The core tool is Paraver, a trace-based performance analyser with great flexibility to explore and extract information. Paraver provides two main visualisations: timelines that graphically display the evolution of the application over time, and tables (profiles and histograms) that provide statistical information. These two complementary views allow easy identification of computational inefficiencies such as load balancing issues, serialisations that limit scalability, cache and memory impact on the performance, and regions with generally low efficiency.
Furthermore, Paraver contains analytic modules, for example the clustering tool for semi-automatic detection of the application structure, and the tracking tool to detect where to improve code to increase scalability.
In addition, the Dimemas simulator allows a fast evaluation of what-if scenarios for message passing applications, for example to understand the benefits of moving to a machine with a faster network, or the improvements obtained if an application was better balanced.

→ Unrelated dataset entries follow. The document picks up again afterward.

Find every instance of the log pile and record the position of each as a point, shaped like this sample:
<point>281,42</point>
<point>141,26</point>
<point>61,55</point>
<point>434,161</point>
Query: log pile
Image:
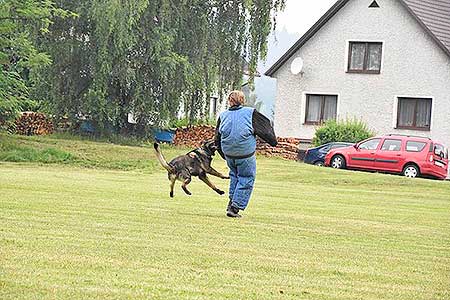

The performance data collection is done with Extrae. Extrae intercepts the main parallel runtime environments (MPI, OpenMP, OmpSs, Pthreads, CUDA, OpenCL, SHMEM) and supports all major programming languages (C, C++, Fortran, Python, JAVA). It has been successfully ported to a wide range of platforms like Intel, Cray, BlueGene, Fujitsu Spark, MIC, ARM, and even Android. On most platforms the preload mechanism enables us to avoid specific compilations and to work with the unmodified production binary.